The desire to take photographs was always there, she explains, but it was not until she stood in the wings at the Theatre Royal, watching Matthew Bourne’s Swan Lake unfold on the stage in front of her, that she finally had a place to begin.
“I suddenly found myself somewhere with endlessly wonderful moments I wanted to hold on to,” she says.
Jerry has made a short ballet film, The Human Touch, with designer Victoria Brown and Bethany Kingsley-Garner, principal dancer at Scottish Ballet.
“Girl in the Wings wouldn’t exist without Scottish Ballet,” says Jerry. “I’m so grateful to them for sharing space in their beautiful theatre with us during the run of Cinders!”
Starring Bethany, with a soundtrack co-written by Jerry and composer Sally Herbert, the film will be shown during the exhibition at the theatre.
“The Theatre Royal holds huge sentimental value for me,” says Jerry. “I’ve lived and worked in beautiful places from Paris and Barcelona to New York but always with a sense of impermanence.
"The Theatre Royal gave me a sense of belonging and sentimentality. So many beautiful things, including the photographs, have been created because of my years being in the wings."

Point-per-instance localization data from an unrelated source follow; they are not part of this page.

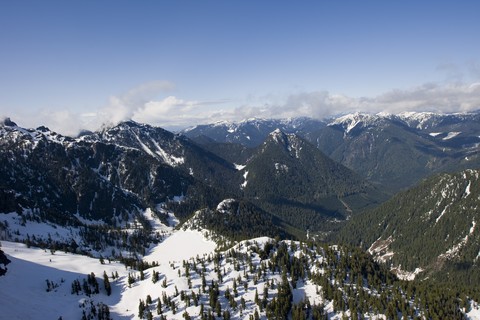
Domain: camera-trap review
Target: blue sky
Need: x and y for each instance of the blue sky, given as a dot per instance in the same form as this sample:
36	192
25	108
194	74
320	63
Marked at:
77	64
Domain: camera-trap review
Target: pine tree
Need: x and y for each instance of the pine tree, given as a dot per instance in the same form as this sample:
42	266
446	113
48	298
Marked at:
106	284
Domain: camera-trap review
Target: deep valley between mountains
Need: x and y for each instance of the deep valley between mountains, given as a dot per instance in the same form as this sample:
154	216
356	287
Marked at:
361	216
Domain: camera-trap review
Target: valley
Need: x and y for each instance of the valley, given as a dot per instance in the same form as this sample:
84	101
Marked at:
361	216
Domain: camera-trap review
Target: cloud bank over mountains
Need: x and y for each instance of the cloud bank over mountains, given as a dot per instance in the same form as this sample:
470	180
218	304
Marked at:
143	105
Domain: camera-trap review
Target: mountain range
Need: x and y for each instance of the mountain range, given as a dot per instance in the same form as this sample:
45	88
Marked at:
393	151
397	194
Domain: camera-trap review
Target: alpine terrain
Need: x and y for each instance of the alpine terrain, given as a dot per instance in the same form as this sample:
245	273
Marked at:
362	217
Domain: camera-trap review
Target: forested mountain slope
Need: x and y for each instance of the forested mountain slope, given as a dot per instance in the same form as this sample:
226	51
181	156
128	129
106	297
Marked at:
432	227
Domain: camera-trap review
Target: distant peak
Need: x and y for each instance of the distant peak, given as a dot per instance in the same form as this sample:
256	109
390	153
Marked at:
7	122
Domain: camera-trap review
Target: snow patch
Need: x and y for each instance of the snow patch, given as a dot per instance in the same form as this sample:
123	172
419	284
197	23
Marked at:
451	135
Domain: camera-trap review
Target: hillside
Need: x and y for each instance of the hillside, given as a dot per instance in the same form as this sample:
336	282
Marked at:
257	278
117	173
431	227
291	178
392	151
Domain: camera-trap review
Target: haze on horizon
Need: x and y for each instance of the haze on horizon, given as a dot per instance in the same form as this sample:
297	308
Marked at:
78	65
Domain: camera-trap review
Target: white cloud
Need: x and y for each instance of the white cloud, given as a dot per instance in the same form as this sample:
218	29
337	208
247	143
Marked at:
143	105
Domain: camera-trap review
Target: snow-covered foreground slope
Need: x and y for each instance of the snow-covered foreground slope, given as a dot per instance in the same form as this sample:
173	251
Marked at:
188	278
23	290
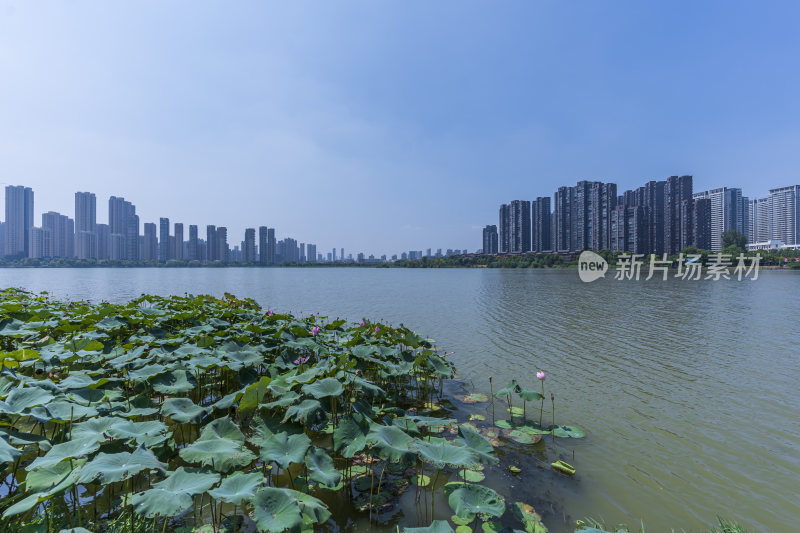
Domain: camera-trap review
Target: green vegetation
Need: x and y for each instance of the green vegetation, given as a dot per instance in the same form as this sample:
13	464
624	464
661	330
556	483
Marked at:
593	526
205	414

She adds: "The oldest theatre in Glasgow, it's been a constant in my life for the past eight years – a warm hug, a best friend, my Neverland.”
Girl in the Wings is open to the public on Tuesdays and Saturdays from December 9 until 31 before performances of Scottish Ballet’s Cinders!
Jerry Burns, Jerry’s 1992 album, is being re-released in January by Past Night From Glasgow, complete with four bonus tracks.